性的にゾワリとする場面も…注目作家が描く『最高の任務』に感動!
ananweb / 2020年2月26日 21時0分
小説『最高の任務』について、著者・乗代雄介さんに話を聞きました。
■ 叔母との記憶、家族との小旅行。注目作家が描く、優しい“任務”。
芥川賞ノミネート作を表題作に置く乗代雄介さんの『最高の任務』。収録の2作とも、語り手が書いている文章、という体裁だ。
「主人公がなぜ語っているのか、ということに必然性を持たせたいので、自然とそういう形式になります」
「最高の任務」の語り手は、大好きな叔母を亡くし休学するほどダメージを受けた阿佐美景子。大学の卒業式の後、家族に誘われ北関東への列車の旅に出るのだが、どうも家族には生前の叔母に託された“任務”がある様子…。景子はデビュー作『十七八より』や中編「未熟な同感者」(『本物の読書家』収録)と同じ語り手だが、今回の作品は、
「北関東に出かけては自然描写の練習をしていた頃、アーティストのミヤギフトシさんからグループ展に誘われ、その小旅行のことを短文で書いたんです。それと、その頃モームやランサムなどスパイ活動をしていた作家の本を読んでいたので、その影響も反映されていますね」
旅の道中、景子の過去の日記もひもとかれ、叔母との北関東への小旅行の思い出も重なっていく構造だ。
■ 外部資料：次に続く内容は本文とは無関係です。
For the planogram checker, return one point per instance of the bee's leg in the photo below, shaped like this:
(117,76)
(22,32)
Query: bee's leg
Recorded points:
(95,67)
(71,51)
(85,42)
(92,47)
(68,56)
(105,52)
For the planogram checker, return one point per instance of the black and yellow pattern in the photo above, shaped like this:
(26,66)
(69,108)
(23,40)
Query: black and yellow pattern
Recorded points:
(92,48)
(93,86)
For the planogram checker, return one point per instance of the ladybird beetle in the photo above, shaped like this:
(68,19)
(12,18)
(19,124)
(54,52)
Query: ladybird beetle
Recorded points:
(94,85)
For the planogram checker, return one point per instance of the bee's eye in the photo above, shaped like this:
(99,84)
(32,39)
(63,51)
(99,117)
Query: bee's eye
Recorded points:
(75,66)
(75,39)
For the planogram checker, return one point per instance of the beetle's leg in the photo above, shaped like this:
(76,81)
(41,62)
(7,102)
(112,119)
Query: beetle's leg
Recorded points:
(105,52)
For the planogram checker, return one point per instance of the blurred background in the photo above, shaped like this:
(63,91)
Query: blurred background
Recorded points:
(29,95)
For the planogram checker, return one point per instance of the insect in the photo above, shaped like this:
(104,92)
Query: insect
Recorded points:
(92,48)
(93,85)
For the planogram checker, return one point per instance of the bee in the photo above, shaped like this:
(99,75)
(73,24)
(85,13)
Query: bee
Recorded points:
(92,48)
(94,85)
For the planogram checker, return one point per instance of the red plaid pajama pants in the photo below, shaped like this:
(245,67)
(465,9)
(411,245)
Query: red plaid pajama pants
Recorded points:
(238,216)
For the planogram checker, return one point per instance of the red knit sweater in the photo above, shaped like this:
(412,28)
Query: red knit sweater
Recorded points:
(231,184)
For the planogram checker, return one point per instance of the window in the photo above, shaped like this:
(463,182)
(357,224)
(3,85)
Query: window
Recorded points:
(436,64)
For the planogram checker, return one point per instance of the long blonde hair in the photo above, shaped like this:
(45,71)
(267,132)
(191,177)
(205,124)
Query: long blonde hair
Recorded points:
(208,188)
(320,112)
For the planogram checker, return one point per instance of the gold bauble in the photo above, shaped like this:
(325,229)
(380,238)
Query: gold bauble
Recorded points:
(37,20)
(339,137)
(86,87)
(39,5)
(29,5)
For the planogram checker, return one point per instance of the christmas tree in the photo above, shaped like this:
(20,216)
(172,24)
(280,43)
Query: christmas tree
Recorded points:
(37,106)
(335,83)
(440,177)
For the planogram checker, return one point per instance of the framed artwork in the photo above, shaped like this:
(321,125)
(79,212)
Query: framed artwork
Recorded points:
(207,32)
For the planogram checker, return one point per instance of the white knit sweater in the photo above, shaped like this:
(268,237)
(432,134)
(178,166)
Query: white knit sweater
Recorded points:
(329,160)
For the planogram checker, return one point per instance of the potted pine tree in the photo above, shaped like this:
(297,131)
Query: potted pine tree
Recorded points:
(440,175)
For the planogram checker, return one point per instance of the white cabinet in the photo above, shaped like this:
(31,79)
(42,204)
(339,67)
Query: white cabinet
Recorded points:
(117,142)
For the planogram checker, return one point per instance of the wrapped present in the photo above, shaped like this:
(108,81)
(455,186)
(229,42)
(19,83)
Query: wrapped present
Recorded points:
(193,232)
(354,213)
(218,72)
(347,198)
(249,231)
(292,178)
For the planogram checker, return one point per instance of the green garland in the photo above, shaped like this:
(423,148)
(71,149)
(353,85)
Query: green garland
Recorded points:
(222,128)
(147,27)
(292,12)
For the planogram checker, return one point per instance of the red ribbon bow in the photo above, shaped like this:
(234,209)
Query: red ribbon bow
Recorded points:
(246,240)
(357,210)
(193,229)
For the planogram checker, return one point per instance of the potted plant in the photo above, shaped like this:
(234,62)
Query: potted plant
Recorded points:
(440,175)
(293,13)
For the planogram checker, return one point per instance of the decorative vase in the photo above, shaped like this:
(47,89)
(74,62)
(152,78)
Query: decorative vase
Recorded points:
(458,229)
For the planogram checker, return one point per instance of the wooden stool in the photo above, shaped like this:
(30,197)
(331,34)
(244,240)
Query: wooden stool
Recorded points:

「同じ場所に向かう時、はじめて行く時と2回目に行く時とはまた違う。そういう記憶を連動させたかった」
作中、実在の本の題名も多数登場。
「その時考えていることを全部入れこむ枠組みを考えるので、実際に読んで影響を受けたものは書きます」
景子はもちろん、教養あふれる叔母や言動が可愛い弟が魅力的。
「周囲の人物はエピソードの集合で作りあげている感覚ですが、主人公は登場人物というより、自分と影響を与え合う存在というか。書いていると日頃自分が考えている言葉が出てきたり、逆に自分には思いもよらない言葉が出てきたりするので」
心がざわつくのは列車の中で景子が痴漢に遭遇する場面。前2作でも性的にゾワリとする場面があるが、
「毎回、書き手の自分と語り手が影響し合うなかで、そうした部分が出てくる。いつも(景子の大きな話の流れの中の)一部分を区切って書いている感覚なので、今回もそこを無視するわけにはいきませんでした」
そして最後に明かされる、叔母を含めた家族の思いに目頭が熱くなる。併録の「生き方の問題」は、ある男から従姉に宛てた手紙という形式で、こちらも最後にぐっとくる。ぜひ。
乗代雄介『最高の任務』 大学卒業式の後で両親、弟に連れられて北関東への日帰り旅行に出た阿佐美景子。亡き叔母の記憶も重なり、やがてある事実が明かされて…。講談社 1550円
のりしろ・ゆうすけ 1986年、北海道生まれ。2015年、「十七八より」で群像新人文学賞を受賞しデビュー。‘18年、『本物の読書家』で野間文芸新人賞を受賞。今年本作の表題作「最高の任務」が芥川賞の候補に。